Additionally, Databricks provides notebook or console-based interfaces where users can query Delta Lake without needing to write connection logic themselves.
This seamless integration allows us to focus on building pipelines and analyzing data, rather than managing dependencies or configurations.
5.3. Other Engines
Delta Lake isn’t limited to Spark. It also works with other engines such as Trino, Presto, Flink, and Hive.
Tools like Trino and Presto connect through the Delta connector plugin, while Flink has its own dedicated Delta connector library. Hive also integrates with Delta through separate connectors.
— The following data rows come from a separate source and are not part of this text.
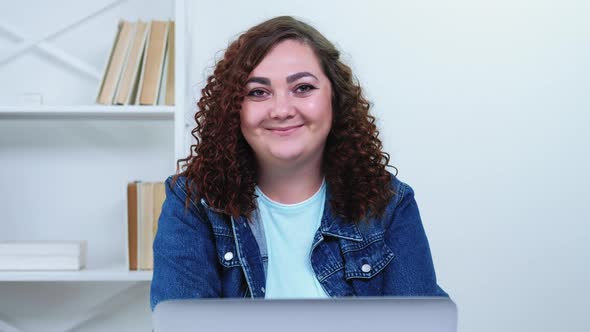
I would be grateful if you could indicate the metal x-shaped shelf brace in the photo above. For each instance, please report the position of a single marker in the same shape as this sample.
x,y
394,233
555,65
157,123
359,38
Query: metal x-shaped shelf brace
x,y
41,43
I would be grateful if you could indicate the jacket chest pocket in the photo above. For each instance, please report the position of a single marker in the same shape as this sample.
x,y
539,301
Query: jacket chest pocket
x,y
364,260
226,247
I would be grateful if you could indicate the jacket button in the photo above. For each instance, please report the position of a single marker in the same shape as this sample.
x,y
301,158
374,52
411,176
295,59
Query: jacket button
x,y
228,256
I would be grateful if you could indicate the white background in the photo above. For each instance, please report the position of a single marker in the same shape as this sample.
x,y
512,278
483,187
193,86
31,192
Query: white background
x,y
484,108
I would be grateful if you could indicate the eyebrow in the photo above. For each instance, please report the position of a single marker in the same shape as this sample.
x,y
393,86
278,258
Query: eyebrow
x,y
290,78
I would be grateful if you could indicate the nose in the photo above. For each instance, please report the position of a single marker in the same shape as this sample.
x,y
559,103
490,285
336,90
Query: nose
x,y
282,107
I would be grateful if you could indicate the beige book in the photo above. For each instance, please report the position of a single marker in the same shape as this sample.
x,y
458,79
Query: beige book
x,y
114,67
146,226
159,197
130,76
153,62
169,99
132,224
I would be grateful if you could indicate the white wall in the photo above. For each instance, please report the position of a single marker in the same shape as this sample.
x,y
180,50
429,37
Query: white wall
x,y
484,108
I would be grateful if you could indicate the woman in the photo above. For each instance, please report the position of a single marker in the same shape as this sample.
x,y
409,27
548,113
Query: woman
x,y
286,193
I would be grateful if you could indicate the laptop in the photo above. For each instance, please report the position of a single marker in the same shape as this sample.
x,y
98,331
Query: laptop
x,y
345,314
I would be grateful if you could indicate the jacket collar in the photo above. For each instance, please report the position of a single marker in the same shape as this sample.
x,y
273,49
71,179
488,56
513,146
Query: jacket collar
x,y
331,224
336,226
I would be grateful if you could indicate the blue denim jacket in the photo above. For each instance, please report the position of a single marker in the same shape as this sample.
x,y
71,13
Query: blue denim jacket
x,y
199,252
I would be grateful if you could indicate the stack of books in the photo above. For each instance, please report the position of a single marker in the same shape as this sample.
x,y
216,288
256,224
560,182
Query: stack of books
x,y
144,205
42,255
140,69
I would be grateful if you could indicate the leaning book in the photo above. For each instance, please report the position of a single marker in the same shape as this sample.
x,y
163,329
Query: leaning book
x,y
42,255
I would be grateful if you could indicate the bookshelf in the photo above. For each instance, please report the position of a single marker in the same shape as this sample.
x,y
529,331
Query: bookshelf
x,y
113,273
65,163
88,112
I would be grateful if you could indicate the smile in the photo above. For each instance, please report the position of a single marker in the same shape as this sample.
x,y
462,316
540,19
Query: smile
x,y
284,131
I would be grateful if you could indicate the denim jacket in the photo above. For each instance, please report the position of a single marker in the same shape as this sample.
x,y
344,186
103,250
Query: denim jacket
x,y
202,253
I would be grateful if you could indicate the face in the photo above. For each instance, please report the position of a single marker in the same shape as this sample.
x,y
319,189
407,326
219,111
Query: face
x,y
287,112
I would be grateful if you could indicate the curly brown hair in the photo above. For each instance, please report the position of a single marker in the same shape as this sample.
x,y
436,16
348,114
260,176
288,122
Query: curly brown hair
x,y
222,167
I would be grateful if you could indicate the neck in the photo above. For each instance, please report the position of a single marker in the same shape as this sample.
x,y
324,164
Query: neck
x,y
290,185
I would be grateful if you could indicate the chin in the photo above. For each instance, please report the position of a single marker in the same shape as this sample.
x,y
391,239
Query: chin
x,y
287,154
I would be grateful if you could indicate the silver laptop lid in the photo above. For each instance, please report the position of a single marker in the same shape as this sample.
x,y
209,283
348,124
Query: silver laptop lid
x,y
408,314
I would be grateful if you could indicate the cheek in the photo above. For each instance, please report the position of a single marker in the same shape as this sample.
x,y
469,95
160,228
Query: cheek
x,y
249,119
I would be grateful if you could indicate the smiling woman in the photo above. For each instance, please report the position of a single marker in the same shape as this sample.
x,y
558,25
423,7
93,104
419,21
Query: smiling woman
x,y
286,192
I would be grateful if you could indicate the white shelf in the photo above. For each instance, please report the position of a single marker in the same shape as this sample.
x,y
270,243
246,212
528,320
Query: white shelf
x,y
119,273
88,112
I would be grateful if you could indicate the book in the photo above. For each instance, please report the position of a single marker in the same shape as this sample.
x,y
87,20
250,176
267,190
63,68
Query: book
x,y
42,248
129,79
40,263
170,54
117,58
146,226
153,61
42,255
159,197
132,225
144,205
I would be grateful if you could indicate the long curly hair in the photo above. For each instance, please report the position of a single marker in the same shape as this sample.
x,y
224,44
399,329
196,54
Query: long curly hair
x,y
221,166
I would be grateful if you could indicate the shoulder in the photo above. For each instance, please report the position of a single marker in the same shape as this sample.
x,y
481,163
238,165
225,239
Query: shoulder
x,y
402,192
402,195
177,191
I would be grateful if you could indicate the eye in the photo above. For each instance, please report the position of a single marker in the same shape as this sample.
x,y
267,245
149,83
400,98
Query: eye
x,y
303,88
257,93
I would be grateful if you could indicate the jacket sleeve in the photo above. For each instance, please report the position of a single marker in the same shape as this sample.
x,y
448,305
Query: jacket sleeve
x,y
184,251
411,272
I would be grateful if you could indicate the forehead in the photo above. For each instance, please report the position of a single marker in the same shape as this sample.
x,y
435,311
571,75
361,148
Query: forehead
x,y
288,57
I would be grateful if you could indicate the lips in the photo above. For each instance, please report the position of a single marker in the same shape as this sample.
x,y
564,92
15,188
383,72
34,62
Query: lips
x,y
282,131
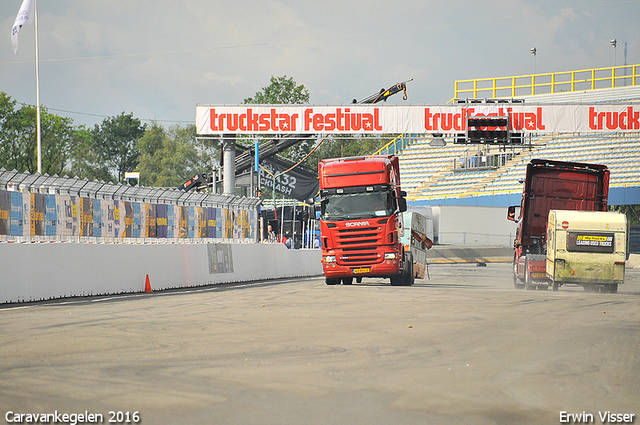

The key thing to remember is that these connectors are not included by default and must be installed on your cluster before you can query Delta tables.
6. Conclusion
In this article, we explored the fundamentals of Delta Lake, including its key features and functionality.
Delta Lake transforms raw data lakes into reliable, high-performance platforms with ACID transactions, schema enforcement, time travel, and unified batch/streaming, ensuring accurate, consistent, and accessible data for any workload.
As always, the examples in this article are available over on GitHub.